Often we use the terms selection and recruitment interchangeably, many times I’ve been asked part way through a select process how the recruitment is going – and I’m guessing you’re been asked the same thing, potentially thinking nothing of it. However the two terms relate to related but different activities. Understanding the difference can greatly enhance your analysis ability when your processes are not working properly.
Recruitment is the process of gaining a pool of suitable applicants (suitable being define by the position description), in response to your advertising or promotion of the vacancy. While selection is the process of identifying from the applicant pool who is the most suitable applicant for the role.

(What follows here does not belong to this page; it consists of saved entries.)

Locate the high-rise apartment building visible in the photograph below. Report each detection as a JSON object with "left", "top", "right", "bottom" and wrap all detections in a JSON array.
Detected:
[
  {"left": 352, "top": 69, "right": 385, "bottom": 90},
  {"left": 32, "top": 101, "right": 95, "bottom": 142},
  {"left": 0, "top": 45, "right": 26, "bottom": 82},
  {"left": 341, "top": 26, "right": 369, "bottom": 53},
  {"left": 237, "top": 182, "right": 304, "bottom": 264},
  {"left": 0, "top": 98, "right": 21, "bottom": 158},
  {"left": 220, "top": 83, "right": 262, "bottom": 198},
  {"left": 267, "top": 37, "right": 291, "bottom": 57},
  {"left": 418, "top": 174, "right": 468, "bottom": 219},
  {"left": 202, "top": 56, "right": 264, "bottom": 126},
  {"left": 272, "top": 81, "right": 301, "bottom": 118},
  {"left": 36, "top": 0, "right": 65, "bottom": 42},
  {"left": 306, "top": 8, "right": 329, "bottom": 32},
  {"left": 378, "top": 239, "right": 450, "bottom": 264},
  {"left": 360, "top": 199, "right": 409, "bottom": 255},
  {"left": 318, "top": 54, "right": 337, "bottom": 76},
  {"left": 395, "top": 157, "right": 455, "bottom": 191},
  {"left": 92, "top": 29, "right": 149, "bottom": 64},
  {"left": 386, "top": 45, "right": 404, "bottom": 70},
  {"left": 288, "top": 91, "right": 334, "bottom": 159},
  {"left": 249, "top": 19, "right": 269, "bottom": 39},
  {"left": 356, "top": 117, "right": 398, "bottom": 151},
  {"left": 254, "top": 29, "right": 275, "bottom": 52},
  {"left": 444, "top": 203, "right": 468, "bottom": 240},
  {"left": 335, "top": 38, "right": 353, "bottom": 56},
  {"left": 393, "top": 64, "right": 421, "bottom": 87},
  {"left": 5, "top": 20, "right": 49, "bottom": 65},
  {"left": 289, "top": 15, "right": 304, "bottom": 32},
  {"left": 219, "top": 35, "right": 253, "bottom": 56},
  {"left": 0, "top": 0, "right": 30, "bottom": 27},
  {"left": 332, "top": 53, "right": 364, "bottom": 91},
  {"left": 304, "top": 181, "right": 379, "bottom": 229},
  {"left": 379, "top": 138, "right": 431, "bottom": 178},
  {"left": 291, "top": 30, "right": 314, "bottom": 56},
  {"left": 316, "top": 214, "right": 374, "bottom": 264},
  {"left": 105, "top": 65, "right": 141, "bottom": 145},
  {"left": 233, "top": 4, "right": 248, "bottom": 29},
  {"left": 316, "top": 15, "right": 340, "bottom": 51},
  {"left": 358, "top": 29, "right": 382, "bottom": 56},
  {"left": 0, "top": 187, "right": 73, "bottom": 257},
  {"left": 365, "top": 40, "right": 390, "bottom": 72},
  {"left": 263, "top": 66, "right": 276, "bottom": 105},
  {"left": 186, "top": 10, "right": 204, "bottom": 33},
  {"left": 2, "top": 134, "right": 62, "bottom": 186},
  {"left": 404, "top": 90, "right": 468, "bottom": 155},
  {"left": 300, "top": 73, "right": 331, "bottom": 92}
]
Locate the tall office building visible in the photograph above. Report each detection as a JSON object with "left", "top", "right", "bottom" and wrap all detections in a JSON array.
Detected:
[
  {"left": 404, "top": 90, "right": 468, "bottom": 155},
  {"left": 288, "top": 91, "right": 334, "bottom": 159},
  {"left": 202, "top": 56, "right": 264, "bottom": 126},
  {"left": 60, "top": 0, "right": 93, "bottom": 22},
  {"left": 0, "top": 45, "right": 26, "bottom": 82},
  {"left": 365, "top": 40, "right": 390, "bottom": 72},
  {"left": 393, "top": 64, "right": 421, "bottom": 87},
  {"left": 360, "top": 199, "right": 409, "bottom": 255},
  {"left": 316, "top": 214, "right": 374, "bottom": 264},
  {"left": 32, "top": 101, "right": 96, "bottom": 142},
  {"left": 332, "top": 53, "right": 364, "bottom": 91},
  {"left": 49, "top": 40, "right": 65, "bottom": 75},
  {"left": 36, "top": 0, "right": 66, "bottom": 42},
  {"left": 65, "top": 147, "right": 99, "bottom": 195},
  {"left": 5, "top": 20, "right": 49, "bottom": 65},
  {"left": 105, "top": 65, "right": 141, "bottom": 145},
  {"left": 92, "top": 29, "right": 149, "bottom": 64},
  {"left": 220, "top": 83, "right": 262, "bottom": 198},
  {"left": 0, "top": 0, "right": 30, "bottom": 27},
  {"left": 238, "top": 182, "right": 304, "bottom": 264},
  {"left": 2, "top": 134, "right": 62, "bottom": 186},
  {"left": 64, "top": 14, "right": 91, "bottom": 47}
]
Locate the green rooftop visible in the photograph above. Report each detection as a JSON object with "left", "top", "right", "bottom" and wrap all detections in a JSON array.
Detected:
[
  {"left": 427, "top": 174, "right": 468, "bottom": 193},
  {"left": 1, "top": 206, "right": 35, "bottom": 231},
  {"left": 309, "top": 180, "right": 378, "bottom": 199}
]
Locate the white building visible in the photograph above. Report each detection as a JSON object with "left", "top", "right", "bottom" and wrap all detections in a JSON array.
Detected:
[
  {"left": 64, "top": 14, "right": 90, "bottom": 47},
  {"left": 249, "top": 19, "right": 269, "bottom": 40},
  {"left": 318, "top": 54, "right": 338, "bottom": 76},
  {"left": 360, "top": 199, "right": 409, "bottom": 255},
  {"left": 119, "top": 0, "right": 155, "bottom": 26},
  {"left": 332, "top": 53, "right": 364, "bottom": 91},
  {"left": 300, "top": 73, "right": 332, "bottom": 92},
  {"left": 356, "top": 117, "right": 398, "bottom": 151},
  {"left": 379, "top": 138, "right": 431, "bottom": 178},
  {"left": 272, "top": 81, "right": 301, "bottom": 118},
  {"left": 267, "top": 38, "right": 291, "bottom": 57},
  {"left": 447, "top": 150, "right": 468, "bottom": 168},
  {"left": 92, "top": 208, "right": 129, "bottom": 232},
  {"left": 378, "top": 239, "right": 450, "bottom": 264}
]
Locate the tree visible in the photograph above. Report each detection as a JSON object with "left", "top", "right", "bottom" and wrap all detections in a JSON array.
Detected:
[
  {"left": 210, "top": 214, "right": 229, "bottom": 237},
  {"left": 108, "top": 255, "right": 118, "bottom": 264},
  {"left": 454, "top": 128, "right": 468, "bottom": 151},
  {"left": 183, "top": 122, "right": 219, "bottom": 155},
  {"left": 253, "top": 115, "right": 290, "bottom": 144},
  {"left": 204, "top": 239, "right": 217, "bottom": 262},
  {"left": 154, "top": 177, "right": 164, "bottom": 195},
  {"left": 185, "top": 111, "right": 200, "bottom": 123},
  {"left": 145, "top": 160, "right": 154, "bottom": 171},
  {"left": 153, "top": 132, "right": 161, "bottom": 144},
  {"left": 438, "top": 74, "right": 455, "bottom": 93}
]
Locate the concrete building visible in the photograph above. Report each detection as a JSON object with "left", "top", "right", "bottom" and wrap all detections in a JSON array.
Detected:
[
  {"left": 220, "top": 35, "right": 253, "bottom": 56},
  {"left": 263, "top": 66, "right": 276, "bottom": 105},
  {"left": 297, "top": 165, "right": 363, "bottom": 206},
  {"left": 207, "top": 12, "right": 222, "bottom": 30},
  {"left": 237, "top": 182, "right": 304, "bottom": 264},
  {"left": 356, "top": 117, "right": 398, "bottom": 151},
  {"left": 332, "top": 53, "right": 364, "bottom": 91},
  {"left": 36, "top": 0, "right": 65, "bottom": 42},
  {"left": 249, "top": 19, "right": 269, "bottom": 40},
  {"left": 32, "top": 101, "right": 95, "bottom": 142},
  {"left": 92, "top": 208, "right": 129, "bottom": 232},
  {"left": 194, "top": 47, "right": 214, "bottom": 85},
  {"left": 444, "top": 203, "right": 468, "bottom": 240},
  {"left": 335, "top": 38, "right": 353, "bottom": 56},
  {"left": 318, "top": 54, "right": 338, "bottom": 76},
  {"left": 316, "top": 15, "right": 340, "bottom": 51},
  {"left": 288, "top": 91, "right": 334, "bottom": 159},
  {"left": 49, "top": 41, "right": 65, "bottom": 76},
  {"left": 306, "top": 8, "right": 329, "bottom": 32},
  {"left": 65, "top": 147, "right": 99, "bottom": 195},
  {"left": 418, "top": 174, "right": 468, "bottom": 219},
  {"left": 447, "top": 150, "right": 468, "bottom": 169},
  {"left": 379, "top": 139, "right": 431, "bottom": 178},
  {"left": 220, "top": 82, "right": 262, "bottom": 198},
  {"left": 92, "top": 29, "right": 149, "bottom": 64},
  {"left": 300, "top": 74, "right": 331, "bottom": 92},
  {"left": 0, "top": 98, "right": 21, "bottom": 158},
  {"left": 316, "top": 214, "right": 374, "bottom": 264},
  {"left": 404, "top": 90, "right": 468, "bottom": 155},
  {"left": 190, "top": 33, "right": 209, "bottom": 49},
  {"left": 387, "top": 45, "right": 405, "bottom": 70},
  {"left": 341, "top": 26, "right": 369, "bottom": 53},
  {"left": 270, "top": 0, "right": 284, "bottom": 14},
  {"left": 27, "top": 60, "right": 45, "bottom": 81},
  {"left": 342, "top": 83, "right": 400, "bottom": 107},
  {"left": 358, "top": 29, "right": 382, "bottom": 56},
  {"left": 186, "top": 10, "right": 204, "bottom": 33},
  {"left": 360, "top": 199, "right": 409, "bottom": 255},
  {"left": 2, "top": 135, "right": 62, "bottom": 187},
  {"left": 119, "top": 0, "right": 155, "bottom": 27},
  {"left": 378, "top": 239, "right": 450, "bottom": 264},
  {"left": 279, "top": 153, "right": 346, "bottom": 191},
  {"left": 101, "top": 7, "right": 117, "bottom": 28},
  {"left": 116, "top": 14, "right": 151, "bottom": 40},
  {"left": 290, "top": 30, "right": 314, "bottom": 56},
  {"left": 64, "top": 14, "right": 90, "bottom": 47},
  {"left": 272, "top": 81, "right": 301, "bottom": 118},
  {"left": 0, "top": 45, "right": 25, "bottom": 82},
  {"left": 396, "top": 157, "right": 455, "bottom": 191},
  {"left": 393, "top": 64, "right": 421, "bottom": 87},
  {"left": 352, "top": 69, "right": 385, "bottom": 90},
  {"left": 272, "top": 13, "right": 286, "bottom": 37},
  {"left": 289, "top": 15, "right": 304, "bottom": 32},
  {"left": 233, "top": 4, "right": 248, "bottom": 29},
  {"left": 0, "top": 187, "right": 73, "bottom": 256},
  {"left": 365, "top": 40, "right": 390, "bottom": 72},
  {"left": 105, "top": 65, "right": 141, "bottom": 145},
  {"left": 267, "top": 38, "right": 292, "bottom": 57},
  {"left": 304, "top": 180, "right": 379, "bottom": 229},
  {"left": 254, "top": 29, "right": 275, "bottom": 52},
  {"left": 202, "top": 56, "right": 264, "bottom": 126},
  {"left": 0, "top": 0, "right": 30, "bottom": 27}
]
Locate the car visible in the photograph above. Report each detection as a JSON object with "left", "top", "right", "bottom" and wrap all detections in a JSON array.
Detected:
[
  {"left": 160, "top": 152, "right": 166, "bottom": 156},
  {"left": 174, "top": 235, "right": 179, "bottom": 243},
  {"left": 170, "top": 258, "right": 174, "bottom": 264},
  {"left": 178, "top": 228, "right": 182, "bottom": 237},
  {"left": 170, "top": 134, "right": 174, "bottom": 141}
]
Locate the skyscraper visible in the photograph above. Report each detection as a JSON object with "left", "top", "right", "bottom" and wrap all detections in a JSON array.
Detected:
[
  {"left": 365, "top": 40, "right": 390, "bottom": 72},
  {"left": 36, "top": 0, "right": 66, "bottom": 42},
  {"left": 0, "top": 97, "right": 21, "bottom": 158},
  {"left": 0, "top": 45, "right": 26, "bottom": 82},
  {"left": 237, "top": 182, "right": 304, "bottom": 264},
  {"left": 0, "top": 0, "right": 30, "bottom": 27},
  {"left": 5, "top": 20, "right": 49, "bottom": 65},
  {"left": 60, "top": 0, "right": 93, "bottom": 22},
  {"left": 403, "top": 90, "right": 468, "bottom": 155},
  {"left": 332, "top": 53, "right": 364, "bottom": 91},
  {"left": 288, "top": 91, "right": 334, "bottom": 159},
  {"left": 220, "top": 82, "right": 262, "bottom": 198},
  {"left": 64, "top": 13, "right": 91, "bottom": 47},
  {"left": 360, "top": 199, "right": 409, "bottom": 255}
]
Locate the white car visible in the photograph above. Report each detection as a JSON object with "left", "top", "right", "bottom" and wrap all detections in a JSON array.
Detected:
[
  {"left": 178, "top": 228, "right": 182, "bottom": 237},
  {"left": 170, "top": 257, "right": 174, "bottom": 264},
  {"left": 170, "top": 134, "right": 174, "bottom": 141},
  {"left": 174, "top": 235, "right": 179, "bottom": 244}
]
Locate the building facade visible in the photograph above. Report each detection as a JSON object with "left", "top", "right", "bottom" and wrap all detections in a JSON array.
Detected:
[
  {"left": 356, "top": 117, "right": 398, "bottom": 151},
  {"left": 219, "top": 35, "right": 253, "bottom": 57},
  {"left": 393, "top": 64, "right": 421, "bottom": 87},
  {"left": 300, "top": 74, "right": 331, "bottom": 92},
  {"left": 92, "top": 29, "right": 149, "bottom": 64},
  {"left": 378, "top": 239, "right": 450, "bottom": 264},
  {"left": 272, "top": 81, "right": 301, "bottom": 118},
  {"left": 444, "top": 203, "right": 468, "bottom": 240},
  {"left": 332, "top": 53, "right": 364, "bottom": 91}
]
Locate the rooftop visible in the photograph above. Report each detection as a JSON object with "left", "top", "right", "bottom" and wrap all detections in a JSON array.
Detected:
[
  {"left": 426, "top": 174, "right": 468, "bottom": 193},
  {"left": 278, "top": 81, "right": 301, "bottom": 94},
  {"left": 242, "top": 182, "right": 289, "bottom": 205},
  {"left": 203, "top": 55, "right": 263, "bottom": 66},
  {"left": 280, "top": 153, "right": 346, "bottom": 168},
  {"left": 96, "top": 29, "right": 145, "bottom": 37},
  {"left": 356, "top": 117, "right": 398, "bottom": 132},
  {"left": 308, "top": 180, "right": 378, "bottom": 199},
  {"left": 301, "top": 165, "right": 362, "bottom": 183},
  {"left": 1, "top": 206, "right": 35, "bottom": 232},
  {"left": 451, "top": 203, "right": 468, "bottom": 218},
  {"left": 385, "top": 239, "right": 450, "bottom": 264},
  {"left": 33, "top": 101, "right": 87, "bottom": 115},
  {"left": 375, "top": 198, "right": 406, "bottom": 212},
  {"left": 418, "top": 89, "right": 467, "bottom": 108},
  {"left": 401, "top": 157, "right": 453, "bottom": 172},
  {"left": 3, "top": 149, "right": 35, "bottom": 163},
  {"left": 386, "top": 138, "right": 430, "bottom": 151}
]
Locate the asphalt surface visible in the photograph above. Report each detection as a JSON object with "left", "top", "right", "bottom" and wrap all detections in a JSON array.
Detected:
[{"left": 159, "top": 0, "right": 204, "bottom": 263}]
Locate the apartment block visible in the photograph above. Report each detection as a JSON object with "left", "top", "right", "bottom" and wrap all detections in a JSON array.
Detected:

I’ve mentioned the pool of applicants a couple of times and knowing what this pool should look like going into the recruitment phase can help you sort out any issues early on. Lets say say I’m advertising for a HR Consultant in a medium sized city, everything else being equal I would probably expect around 30 candidates (you number will differ depending on your location, rate of unemployment, salary level and a number of other factors), now in this example if I only received five applicants I would begin to question my recruitment methodology. And at this point it’s not a question of the quality of candidates, but the applicant pool was much smaller than I had estimated. I would look to understand if I had advertised in the right place, I might ask colleagues where they usually advertise (if I hadn’t already before advertising), I would check that the salary is correct for the role and the market, I would re-read the position description to ensure it communicates the role correctly. At this stage I can still make some corrections, I can extend the advertising period, or place the advertisement in another newspaper or website.
Once you have you pool of applicants, then you can move onto the selection phase. From here on in you have a closed group of applicants, one of whom may be the one you’re looking for. Selection is a large topic which we don’t fully cover in this posting.